Управляющий царской охотой и Владимир Николаевич остановились у нас в помещичьем доме. В прекрасного, гладкого Владимира Николаевича я влюбилась за ужином, пока он, по раннем удалении скудословного немца-управляющего, расписывал мисс Флорри, моей английской гувернантке, как царская охота ловит живьем волков.
Охотники высоко огораживают одну часть леса крепкими сетями, со всех других его сторон расставляют на коротких расстояниях созванных сотнями окрестных крестьян. Крестьяне вооружены дубинами, вилами, и громко кричат, криком не пропуская волков мимо себя из лесу.

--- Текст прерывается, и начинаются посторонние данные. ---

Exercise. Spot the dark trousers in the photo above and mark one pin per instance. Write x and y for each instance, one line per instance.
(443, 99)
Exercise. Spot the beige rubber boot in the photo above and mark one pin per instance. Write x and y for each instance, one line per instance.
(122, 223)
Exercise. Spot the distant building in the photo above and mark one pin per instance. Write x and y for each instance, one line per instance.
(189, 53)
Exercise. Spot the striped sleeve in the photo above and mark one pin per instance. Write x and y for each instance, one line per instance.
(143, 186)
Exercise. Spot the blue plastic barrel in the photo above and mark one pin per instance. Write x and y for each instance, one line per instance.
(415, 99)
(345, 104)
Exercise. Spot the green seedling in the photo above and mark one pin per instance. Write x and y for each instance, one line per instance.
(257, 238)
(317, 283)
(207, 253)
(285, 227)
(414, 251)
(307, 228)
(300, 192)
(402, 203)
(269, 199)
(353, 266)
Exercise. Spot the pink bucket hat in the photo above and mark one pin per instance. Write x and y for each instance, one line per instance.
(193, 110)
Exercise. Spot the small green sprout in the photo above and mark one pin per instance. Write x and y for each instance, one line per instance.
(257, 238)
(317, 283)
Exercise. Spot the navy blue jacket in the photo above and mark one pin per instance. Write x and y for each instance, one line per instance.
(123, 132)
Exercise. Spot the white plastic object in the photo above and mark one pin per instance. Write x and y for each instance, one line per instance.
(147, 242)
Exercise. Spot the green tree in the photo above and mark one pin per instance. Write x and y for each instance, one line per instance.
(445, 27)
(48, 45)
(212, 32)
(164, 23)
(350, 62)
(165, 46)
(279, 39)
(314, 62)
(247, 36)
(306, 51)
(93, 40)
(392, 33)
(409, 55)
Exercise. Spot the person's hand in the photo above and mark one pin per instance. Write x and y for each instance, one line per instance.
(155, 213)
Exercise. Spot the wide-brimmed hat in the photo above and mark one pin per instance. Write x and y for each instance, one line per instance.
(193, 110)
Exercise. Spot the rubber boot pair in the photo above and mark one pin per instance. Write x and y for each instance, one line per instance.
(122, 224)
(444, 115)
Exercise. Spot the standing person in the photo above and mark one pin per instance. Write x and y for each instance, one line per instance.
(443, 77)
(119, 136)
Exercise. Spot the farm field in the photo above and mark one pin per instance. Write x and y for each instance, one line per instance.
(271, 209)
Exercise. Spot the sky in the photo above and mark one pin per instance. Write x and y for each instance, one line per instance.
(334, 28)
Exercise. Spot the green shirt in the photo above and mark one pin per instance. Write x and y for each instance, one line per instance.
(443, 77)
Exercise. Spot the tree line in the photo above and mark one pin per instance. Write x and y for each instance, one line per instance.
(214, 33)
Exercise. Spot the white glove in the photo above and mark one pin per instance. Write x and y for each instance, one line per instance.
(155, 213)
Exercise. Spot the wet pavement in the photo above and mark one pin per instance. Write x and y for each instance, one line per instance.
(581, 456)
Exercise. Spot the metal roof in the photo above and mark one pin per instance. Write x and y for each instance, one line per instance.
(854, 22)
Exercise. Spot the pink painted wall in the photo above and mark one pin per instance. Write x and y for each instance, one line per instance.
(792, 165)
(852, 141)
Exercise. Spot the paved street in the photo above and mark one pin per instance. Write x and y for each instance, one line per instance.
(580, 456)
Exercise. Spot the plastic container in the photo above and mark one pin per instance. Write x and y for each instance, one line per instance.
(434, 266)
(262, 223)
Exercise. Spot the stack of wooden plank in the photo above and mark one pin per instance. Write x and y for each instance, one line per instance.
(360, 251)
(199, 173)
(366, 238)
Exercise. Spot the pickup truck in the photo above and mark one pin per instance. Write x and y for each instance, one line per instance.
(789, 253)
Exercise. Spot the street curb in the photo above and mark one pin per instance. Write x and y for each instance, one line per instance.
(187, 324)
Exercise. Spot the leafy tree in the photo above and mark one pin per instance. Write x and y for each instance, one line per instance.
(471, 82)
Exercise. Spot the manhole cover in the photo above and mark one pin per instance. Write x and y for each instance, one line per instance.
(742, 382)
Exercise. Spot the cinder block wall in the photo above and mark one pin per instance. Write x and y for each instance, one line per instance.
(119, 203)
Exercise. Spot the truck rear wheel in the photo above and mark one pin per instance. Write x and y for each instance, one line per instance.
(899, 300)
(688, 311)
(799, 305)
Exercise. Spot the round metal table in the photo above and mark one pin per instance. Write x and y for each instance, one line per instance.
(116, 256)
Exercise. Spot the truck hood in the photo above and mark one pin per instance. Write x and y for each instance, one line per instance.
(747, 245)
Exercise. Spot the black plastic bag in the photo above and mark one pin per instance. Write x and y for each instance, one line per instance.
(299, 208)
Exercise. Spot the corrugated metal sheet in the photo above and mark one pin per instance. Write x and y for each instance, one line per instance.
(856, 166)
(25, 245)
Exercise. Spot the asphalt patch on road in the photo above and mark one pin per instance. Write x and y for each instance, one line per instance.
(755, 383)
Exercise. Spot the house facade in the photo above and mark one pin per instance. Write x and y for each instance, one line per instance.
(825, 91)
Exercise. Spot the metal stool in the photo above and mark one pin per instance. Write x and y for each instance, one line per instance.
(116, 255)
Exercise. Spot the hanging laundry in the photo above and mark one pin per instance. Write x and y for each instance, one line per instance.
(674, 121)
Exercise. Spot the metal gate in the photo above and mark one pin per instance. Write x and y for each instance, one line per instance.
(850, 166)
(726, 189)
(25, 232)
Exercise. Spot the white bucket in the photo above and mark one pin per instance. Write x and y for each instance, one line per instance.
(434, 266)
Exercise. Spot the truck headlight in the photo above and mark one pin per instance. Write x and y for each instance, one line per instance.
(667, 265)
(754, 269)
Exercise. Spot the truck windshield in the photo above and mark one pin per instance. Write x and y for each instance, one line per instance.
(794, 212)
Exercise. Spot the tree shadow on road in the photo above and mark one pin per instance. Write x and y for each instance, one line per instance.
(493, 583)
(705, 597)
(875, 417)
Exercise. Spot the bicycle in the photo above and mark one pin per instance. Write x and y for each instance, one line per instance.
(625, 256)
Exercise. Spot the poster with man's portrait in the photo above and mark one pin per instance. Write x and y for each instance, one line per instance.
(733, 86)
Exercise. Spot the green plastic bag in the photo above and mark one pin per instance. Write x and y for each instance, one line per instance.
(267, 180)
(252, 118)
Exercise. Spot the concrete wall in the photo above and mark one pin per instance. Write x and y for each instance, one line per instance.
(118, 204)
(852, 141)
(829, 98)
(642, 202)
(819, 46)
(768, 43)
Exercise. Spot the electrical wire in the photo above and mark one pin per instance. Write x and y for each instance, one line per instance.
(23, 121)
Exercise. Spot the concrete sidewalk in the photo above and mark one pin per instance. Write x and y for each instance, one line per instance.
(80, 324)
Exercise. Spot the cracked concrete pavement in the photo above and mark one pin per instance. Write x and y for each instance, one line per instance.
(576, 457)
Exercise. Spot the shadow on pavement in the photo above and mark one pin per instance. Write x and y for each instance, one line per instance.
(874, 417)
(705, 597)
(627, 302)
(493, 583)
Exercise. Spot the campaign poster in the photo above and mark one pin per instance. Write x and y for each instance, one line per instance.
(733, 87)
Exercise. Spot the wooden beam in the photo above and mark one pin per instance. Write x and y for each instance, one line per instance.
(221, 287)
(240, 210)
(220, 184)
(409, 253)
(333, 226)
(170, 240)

В лес забираются конные охотники с гончими стаями. Гончие вынюхивают волка и гонят его тонким лаем на сеть; волк ударяется с разбегу об нее, тогда сверху падает вторая сеть; он мечется, запутываясь безвыходно. Подоспевают охотники. Широкими двузубцами пригибают шею зверя к земле; вяжут ему ноги, как овце; перевернув его на спину, вдевают поперек разинутой пасти толстую, короткую палку, и, закрепив ее веревкой у загривка, подымают зверя за связанные ноги на толстую жердь. Двое, взвалив жердь на плечи, несут висящего спиною вниз волка на проезжую дорогу, где ждут пленных огромные, как товарные вагоны, крытые телеги.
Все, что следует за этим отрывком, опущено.